I have the following array structure, which I consume from a .csv file
0,Done,"[{'id': '7-84-1811', 'idType': 'CIP', 'suscriptionId': '89877485'}]"
0,Done,"[{'id': '1-232-42', 'idType': 'IO', 'suscriptionId': '23532r32'}]"
0,Done,"[{'id': '2323p23', 'idType': 'LP', 'suscriptionId': 'e32e23dw'}]"
0,Done,"[{'id': 'AU23242', 'idType': 'LL', 'suscriptionId': 'dede143234'}]"
To be able to handle it with pandas, I created its respective columns, but I only need to access the "id" and "idType" properties.
My code
from pandas.io.json import json_normalize
import pandas as pd
path = 'path_file'
df_fet = pd.read_csv(path, names=['error', 'resul', 'fields'])

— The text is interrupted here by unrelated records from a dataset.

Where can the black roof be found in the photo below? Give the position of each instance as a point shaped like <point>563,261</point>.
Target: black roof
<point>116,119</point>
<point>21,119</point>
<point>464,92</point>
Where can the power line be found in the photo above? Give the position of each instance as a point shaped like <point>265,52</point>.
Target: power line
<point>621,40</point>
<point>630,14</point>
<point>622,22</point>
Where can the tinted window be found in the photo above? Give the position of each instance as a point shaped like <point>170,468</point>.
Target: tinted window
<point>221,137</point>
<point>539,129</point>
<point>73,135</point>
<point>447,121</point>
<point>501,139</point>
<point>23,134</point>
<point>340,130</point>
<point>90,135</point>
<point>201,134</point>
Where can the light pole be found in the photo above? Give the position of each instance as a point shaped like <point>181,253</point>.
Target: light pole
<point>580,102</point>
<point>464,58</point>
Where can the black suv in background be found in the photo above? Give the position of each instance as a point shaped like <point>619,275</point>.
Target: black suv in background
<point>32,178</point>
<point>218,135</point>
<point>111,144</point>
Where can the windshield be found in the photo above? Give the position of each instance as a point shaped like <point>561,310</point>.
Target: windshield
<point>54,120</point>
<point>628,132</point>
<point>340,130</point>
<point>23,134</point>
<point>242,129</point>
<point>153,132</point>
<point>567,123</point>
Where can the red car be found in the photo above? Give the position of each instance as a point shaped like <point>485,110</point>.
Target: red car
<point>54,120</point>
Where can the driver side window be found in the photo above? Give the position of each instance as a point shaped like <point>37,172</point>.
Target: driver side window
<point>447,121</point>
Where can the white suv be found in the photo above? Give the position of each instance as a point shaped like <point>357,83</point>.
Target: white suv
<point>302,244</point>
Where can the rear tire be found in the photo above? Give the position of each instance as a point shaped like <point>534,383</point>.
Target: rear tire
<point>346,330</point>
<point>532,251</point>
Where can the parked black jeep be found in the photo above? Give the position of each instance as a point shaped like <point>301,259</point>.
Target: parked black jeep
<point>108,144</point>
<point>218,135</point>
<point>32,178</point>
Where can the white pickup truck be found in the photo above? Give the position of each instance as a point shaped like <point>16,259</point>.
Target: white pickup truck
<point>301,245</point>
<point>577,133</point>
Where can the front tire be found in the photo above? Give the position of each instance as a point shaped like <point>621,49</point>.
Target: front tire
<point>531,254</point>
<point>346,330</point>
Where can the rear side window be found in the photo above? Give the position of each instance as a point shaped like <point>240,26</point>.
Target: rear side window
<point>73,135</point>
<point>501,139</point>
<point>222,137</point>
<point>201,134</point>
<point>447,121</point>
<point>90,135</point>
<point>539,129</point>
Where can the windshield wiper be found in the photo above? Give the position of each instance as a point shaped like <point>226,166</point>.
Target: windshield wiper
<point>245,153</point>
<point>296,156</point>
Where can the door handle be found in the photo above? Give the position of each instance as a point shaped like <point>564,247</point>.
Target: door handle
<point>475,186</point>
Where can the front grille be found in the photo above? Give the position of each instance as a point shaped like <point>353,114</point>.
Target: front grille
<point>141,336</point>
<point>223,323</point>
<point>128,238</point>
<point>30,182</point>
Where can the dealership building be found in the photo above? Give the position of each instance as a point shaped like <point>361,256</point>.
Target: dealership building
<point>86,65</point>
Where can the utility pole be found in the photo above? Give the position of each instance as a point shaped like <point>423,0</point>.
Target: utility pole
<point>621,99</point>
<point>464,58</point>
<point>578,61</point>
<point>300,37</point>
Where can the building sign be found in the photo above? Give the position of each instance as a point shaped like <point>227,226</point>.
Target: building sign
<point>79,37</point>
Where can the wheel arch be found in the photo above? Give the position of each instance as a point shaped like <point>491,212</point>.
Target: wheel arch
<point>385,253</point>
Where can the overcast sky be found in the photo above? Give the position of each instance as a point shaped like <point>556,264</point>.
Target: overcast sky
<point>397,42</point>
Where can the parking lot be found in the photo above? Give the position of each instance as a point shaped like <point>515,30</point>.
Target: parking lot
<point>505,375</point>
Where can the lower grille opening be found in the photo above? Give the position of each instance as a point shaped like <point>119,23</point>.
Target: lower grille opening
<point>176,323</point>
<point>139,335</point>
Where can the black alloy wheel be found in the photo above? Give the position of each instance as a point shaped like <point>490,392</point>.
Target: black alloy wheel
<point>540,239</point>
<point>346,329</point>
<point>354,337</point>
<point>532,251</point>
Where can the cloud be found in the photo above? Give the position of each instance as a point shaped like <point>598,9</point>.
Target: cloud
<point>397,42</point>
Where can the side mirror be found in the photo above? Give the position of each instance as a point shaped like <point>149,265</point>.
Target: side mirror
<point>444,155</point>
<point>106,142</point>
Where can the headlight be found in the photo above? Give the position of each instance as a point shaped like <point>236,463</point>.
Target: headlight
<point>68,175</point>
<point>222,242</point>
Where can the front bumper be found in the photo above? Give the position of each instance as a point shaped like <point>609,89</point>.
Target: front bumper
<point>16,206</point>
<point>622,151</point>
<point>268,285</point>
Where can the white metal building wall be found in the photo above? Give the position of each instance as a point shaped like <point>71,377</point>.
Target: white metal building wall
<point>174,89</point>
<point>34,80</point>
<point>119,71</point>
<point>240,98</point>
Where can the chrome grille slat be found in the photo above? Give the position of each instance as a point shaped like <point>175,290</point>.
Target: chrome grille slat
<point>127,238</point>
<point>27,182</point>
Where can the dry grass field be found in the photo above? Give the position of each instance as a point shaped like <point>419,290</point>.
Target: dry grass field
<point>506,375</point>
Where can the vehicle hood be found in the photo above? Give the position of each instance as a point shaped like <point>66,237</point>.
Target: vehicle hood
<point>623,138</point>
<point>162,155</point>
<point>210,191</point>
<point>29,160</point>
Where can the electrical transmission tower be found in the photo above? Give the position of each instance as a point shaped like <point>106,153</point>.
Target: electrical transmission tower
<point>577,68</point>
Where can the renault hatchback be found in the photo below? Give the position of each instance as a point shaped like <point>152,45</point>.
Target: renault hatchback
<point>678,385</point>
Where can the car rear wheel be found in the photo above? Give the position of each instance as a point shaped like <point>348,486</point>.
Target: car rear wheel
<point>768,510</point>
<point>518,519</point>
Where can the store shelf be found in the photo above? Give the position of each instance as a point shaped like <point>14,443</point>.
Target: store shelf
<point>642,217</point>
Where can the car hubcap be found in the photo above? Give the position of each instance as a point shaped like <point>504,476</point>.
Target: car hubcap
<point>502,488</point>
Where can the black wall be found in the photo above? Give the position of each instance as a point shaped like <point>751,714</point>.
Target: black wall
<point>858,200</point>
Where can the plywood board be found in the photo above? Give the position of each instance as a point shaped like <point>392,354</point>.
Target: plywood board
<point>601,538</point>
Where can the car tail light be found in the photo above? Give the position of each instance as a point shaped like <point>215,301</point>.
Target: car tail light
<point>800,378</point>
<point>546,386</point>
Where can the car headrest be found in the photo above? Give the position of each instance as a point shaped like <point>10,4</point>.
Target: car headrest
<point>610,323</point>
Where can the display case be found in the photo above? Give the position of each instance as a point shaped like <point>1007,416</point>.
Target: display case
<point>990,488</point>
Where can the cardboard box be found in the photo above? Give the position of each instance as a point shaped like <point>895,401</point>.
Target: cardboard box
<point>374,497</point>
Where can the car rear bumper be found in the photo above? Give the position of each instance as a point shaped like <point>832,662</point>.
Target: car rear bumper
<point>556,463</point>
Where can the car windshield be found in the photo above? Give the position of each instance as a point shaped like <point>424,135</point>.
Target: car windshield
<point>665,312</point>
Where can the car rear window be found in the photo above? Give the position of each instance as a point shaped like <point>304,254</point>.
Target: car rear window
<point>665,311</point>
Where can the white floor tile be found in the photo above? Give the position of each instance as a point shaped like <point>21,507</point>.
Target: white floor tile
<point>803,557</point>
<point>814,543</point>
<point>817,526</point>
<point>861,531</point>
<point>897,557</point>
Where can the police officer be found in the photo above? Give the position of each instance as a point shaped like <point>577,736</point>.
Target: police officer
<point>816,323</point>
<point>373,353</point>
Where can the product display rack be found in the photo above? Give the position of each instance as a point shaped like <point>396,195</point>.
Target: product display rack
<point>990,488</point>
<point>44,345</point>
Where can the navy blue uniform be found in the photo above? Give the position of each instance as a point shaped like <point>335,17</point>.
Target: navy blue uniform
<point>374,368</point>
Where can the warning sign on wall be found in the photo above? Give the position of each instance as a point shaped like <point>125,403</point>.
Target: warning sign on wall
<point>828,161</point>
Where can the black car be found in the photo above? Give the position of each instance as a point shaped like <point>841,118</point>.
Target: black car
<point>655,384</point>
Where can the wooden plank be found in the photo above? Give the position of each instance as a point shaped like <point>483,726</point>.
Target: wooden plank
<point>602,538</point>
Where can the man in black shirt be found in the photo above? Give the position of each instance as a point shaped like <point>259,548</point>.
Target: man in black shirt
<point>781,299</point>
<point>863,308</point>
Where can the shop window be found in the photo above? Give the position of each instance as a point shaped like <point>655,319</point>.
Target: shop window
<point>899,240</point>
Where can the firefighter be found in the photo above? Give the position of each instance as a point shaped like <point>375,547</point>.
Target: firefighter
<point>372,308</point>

df_work = df_fet[['fields'][0]['id', 'idType']]
print(df_work.head())
Retorn error TypeError: string indices must be integers
desired output
id, idType
0. '7-84-1811', 'CIP'
1. '1-232-42', 'IO'
...
CodePudding user response:
Here's a way to achieve the desired output
import pandas as pd
path = 'filepath'
df = pd.read_csv(path, names=['error', 'resul', 'fields'])
df["fields"] = df["fields"].fillna("[]").apply(lambda x: eval(x))
arr = []
for row in df["fields"]:
arr.append([row[0]["id"], row[0]["idType"]])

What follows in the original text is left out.